Today's Notables

Shanghai Business Travel Log (Part 2)

June 2002
Hisashi Furuichi
President and C.E.O.

The following morning after my arrival, I was picked up to begin introductions and tour the plant. The busy streets were almost unbelievable from the previous evening. The street was filled with activity where it was only just the person who picked me up the previous night. The driver was young and even more so, drove with equal youthful vigor. Whatever the case, vehicles have priority. Pedestrians, bikes, motorcycles and vehicles all travel on the same street, crossing every which way. Cars, by virtue of size only, get the right-of-way and if a pedestrian tries to cross at the wrong time, they are often met with a loud honk and a yelling driver: "Get the heck out of my way." People even cross freeways, often causing accidents here and there.

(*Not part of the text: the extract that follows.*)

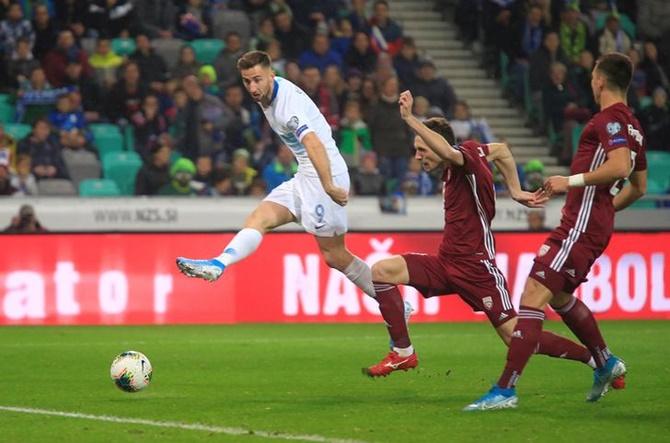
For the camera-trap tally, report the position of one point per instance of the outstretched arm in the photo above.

Everything I saw in the streets was new and I kept the person accompanying me busy with questions. One of the first things I noticed were the cars. Most were Volkswagons. It seemed like about 70% of passenger cars were Volkswagon Santanas with the rest, Passats or Audis. There were very few vehicles made by Chinese companies so there was very little variety in vehicles on the road. Although I saw a few imports, import duties end up doubling what they cost in Japan, putting it out of the hands of the average person. Recently Taiwanese companies (they often get preferential treatment) have begun to make inroads into China. Most of the people driving a Mercedes Benz or Toyota Celsior were Taiwanese. At twice the Japanese price tag, the Celsior runs about 16 mil yen. If you can buy a Benz S Class in China, you could buy a Rolls in Japan. Even still, vehicles (other than those used for commercial purposes) are becoming economically within the reach of the normal person, naturally causing an increase in the number vehicles on the road and the congestion that goes along with it.

There are 18 golf courses around Shanghai. At an average membership of about 1 mil to 1.5 mil yen, golf is not a sport that is played much at all. In fact, taxi drivers often ask questions of passengers with golf bags, because it is such a rarity.

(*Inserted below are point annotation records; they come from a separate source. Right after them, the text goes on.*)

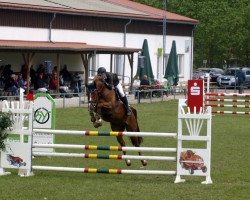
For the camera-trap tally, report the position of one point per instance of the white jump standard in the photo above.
(189, 161)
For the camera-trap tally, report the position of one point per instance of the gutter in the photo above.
(192, 55)
(50, 27)
(124, 45)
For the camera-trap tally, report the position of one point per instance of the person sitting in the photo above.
(21, 82)
(62, 87)
(144, 85)
(65, 74)
(39, 84)
(241, 79)
(76, 83)
(136, 85)
(111, 79)
(11, 85)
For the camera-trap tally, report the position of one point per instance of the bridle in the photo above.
(92, 104)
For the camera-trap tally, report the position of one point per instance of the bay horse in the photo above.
(104, 104)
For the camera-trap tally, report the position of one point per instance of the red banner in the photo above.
(195, 94)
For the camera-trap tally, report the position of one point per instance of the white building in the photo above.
(113, 23)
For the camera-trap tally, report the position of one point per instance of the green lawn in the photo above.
(230, 163)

Chinese currency is the yuan that converts to 16 yen, but 1 yuan will get you about the same thing as 100 yen. In that case, one would think everything is very cheap, but that is not necessarily the case. Even normal things other than luxury items like automobiles and golf memberships, that you would think would be reasonable, are exorbidant. For example, an average condominium in a new, 3-story building sells for 7 mil to 10 mil yen. Even a fairly good size condominium at 150 sq. meters, it is still expensive. In smaller towns in the US, you can buy a 1500 sq ft. used house for around 10 mil yen. Something that size in Shanghai seems high at 7 mil yen. You can't own the land either. It reverts back after about 30 years like land in Japan.

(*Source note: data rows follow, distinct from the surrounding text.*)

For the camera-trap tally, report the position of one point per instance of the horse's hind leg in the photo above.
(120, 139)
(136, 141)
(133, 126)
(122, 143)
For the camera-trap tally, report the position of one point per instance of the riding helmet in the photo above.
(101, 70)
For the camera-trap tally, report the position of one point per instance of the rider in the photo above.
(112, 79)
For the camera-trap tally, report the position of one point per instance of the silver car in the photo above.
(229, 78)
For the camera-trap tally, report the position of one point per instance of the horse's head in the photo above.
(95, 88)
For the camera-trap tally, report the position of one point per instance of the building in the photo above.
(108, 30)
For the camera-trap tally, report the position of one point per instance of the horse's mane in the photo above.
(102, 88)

The average entry-level salary for a college graduate is only 20,000 yen. Unless you are in a computer-related field such as systems engineering, which generally is higher paying because of the demands of the fast growing economy, salaries are not that good. People also have a tendency to job hop as opposed to staying a long time at one company, to try to get a better salary and working conditions. Therefore, its difficult to determine what an average salary is because even within the same company, it is highly dependent on the individual.